De nombreuses études ont montré que l’expérience du silence a avantages réels et tangibles. Il a été associé à une réduction des niveaux de stress et d’anxiété et conduit à un meilleur sommeil, une meilleure concentration et une créativité accrue. Et les humains ne sont pas les seuls à avoir besoin de silence pour prospérer : la pollution sonore croissante est perturber les schémas établis de longue date pour de nombreuses espèces d’animaux sauvages allant des chenilles et des colibris aux dauphins et aux baleines.

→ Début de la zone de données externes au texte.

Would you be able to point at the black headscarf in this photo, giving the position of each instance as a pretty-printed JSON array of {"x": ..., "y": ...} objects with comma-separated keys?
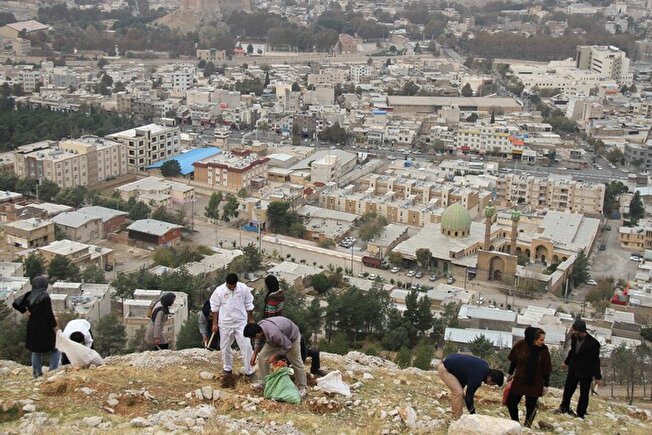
[
  {"x": 166, "y": 301},
  {"x": 533, "y": 360},
  {"x": 39, "y": 290}
]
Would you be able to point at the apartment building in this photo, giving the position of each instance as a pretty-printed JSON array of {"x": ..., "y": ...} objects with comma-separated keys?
[
  {"x": 85, "y": 161},
  {"x": 231, "y": 171},
  {"x": 211, "y": 55},
  {"x": 488, "y": 139},
  {"x": 29, "y": 233},
  {"x": 148, "y": 144},
  {"x": 553, "y": 193},
  {"x": 608, "y": 61}
]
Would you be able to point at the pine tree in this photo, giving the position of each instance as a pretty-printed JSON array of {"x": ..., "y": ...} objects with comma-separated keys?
[
  {"x": 636, "y": 208},
  {"x": 404, "y": 357},
  {"x": 423, "y": 354}
]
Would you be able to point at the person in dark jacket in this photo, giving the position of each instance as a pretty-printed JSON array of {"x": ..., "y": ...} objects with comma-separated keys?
[
  {"x": 274, "y": 299},
  {"x": 583, "y": 364},
  {"x": 155, "y": 334},
  {"x": 41, "y": 325},
  {"x": 458, "y": 371},
  {"x": 205, "y": 321},
  {"x": 530, "y": 366}
]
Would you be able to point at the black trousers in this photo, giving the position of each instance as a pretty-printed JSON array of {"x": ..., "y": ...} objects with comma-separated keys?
[
  {"x": 530, "y": 407},
  {"x": 569, "y": 389}
]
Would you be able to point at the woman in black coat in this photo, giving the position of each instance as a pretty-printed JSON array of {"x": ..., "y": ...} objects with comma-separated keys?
[{"x": 41, "y": 325}]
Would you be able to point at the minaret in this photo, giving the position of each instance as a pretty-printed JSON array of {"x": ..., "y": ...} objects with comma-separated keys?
[
  {"x": 516, "y": 216},
  {"x": 489, "y": 213}
]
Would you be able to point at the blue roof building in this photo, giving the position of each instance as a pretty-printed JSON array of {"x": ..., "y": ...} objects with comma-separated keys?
[{"x": 187, "y": 159}]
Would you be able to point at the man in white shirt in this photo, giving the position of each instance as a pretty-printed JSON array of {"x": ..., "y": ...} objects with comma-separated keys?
[
  {"x": 232, "y": 305},
  {"x": 79, "y": 331}
]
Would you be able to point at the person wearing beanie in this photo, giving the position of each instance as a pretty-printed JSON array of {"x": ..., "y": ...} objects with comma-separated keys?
[
  {"x": 530, "y": 366},
  {"x": 232, "y": 305},
  {"x": 155, "y": 334},
  {"x": 281, "y": 338},
  {"x": 41, "y": 325},
  {"x": 583, "y": 364},
  {"x": 274, "y": 299},
  {"x": 458, "y": 371}
]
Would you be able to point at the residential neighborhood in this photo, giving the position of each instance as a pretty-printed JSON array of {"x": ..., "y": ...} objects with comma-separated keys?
[{"x": 449, "y": 174}]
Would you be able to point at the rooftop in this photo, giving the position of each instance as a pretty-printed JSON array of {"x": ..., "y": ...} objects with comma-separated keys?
[
  {"x": 187, "y": 159},
  {"x": 152, "y": 226}
]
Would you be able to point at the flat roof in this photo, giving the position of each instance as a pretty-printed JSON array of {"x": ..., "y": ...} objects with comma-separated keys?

Il n’est donc pas surprenant que la recherche du silence partout où nous allons soit en augmentation. Cette année, c’est l’une des principales tendances affectant les décisions sur la façon dont nous voyageons. Dans une récente enquête de Booking.com, 40 % des voyageurs ont déclaré qu’ils seraient intéressés par réserver une retraite silencieuse. Il Mouvement des parcs tranquillesDédié à la protection des derniers endroits calmes de la Terre – de vastes zones sauvages qui offrent une beauté sonore exceptionnelle et de longues périodes de pure tranquillité naturelle – il a pris de l’ampleur depuis 2019. En plus de reconnaître les zones de nature calme, l’organisation à but non lucratif a accordé son “calme” désignation sur neuf zones urbaines dans le monde, avec huit autres (endroits comme la réserve naturelle de Heiðmörk à Reykjavík et le parc du mont Tabor à Portland, Oregon) en cours d’évaluation.

De nombreux voyageurs ont déjà fait du silence et de la tranquillité une considération clé lorsqu’ils décident où aller. Kristina Baraba, chef de projet basée à Londres, a réservé un voyage dans les îles éoliennes de Sicile l’été dernier car il n’y aurait pas de connexion Internet. La photographe nomade Cassandra Jackson-Baker est de retour à Sao Vicente sur la côte nord-ouest de Madère depuis une décennie, louant des cabines isolées pour éviter le bruit et les perturbations. « Je suis plus créative lorsque le monde est calme et immobile », dit-elle. La blogueuse de voyage et journaliste La Carmina a commencé à inclure des escapades paisibles dans son itinéraire après avoir séjourné avec des moines bouddhistes sur le mont Kōya au Japon, où elle a fait de paisibles promenades dans la nature à travers le cimetière boisé d’Okunoin, le plus grand du Japon.

Les auteurs ont une affirmation passionnée et persistante : le silence n’est pas un luxe et ne devrait pas être quelque chose auquel seules quelques personnes ont accès. Au lieu de cela, il s’agit d’un ancien mécanisme de survie et d’un droit humain. Au-delà de voyager dans un endroit calme, ils proposent des stratégies pour trouver des espaces de silence quotidiens, comme obtenir des «chocs» rapides de la nature, comme prêter attention au chant des oiseaux.

J’essaie d’y penser à chaque fois que je quitte le Wadi Rum, je retourne à mon bureau où les obligations, les notifications et le stress reviennent doucement. Mais il y a un espace en moi où je peux profiter de ce silence. La sensation du désert y est présente, m’appelant à revenir dès que possible.